Author: John Allspaw & Jesse Robbins (eds)
Publisher: O'Reilly, 2010
Aimed at: Anyone who has to manage a web site
Pros: An interesting and readable collection of essays
Cons: Sometimes obvious, raises more questions than answers
Reviewed by: Ian Elliot
One of the biggest problems that confronts us is managing to work out a reasonably robust and scalable architecture for a web site. It almost sounds silly that we have been working on the problem for so long that there can be any doubt about how to do it - but there is!
This is a collection of fairly diverse essays on different aspects of "Keeping the Data on Time", which is the book's subtitle. More prosaically its about building and keeping web sites running mostly told from personal experience. You might think that so much of this stuff is obvious but think again. Many of the stories start out with a "this is how it should be done" and end with a big "but".
This doesn't mean that there aren't some contributions that you will find less than interesting. The first for example is Web Operations:The Career. The point is that most web ops people get there by accident and it's mostly a question of just getting on with it. My guess is that most readers will skip this essay and start the book at How Picnik Uses Cloud Computing, an essay on planning to use cloud based resources - Amazon EC2 in particular. Of course this was written before the Amazon outages and the doubts that have set in over cloud reliability, but it is still relevant if fairly obvious stuff.

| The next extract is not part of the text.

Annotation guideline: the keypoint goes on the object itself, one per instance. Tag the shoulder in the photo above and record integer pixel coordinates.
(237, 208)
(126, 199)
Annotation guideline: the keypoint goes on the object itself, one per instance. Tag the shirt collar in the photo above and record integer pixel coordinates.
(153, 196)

Next we have a look at metrics and how to use them - boring but essential. Continuous Deployment is a rehearsal of some of the agile arguments and if you already know about this applying them to the web will come as no surprise.

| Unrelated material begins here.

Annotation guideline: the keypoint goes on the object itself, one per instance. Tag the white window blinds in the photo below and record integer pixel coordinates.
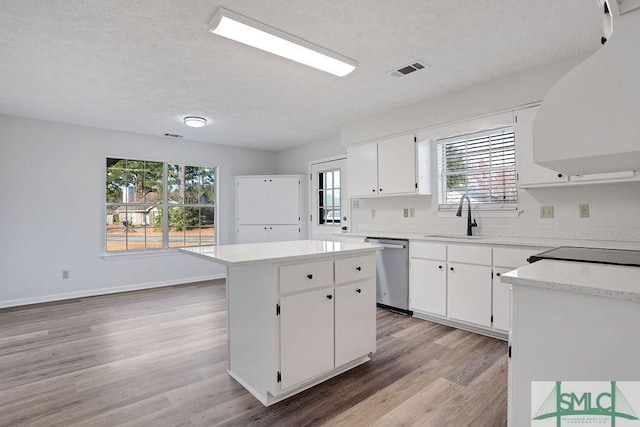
(481, 165)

Infrastructure As Code is quite a nice idea but really it's an argument for a service-oriented architecture that can be run on almost any hardware. The idea is that you infrastructure should be a code repository that can be easily deployed without worrying about exact hardware configuration.

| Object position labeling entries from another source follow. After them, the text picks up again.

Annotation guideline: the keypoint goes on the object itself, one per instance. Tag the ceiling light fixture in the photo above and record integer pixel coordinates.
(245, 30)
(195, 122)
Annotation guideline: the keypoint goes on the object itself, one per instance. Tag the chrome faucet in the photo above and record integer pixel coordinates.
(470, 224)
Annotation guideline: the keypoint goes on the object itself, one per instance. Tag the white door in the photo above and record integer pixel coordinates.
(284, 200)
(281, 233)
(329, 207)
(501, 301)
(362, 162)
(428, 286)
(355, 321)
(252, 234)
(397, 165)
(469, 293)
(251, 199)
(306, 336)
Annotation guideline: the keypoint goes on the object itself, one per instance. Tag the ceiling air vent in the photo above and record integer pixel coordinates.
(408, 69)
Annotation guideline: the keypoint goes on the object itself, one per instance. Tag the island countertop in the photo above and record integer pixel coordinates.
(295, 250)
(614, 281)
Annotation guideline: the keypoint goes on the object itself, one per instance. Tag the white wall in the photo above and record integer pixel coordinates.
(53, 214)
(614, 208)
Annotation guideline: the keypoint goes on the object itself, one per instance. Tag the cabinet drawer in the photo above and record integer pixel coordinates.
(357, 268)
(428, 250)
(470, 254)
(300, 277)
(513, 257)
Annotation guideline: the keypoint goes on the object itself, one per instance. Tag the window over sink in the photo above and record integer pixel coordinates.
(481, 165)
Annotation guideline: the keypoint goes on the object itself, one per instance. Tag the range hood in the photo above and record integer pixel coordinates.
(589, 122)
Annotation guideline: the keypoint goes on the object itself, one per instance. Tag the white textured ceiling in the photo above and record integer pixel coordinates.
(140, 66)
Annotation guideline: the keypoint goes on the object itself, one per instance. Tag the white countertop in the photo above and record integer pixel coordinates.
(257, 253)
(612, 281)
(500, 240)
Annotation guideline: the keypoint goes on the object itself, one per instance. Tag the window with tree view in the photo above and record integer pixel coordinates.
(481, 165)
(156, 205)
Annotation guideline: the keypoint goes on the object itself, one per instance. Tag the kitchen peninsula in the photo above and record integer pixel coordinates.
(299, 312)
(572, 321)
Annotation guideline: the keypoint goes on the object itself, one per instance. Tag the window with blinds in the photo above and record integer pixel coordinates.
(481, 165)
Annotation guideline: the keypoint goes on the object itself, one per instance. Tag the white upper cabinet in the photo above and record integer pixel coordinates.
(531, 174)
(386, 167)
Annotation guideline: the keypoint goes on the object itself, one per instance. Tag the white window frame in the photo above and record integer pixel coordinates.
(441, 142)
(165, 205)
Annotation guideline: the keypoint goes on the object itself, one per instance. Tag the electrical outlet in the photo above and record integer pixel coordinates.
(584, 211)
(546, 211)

The next essay is on another standard topic - monitoring - but it is well written and a refreshingly honest account of the aims and difficulties of monitoring a web site with an eye to maximizing up time.
Chapter 7 is a re-run of an almost classic essay "How Complex Systems Fail". I for one have never understood why the essay is regarded as important - it mostly states the obvious in over generalizations.
Chapter 8 is an interview with Heather Champ who does something important at Flicker. It isn't quite clear what her role is but it seems to be about keeping the community happy when the system fails. This is a sometimes amusing account of turning failure into a community based joke. Some food for thought about how to represent your failures to your users.
Dealing with Unexpected Traffic Spikes is a really good account of what happens when your popular website suddenly becomes even more popular. It is basically an everyday story of a cache that didn't really know what to do when it became overwhelmed by requests. You almost feel the panic! For me this was the best read in the entire book and there was a sense of anticlimax as the essays returned to focusing on more mundane topics:
- Dev and Ops Collaboration and Cooperations
- How Your Visitors Feel: User-Facing Metrics
- Relational Database Strategy and Tactics for the Web
- How to Make Failure Beautiful: The Art and Science of Postmortems
- Nonrelational Databases
- Agile Infrastructure
- Things that Go Bump in the Night (and How to Sleep Through Them)
Overall what you make of this book depends on how much you know and what you are trying to do. Some of the essays will resonate with you more than others. Some you will think are downright boring and obvious so at the end of the day what you think of the book will depend on what proportion you find relevant.The book doesn't often give solutions to the problems it raises in exact terms. It is more a "you need to move in this direction" sort of advice.
If you want to know about making big websites work then this is a good place to start, if only to discover what you already know.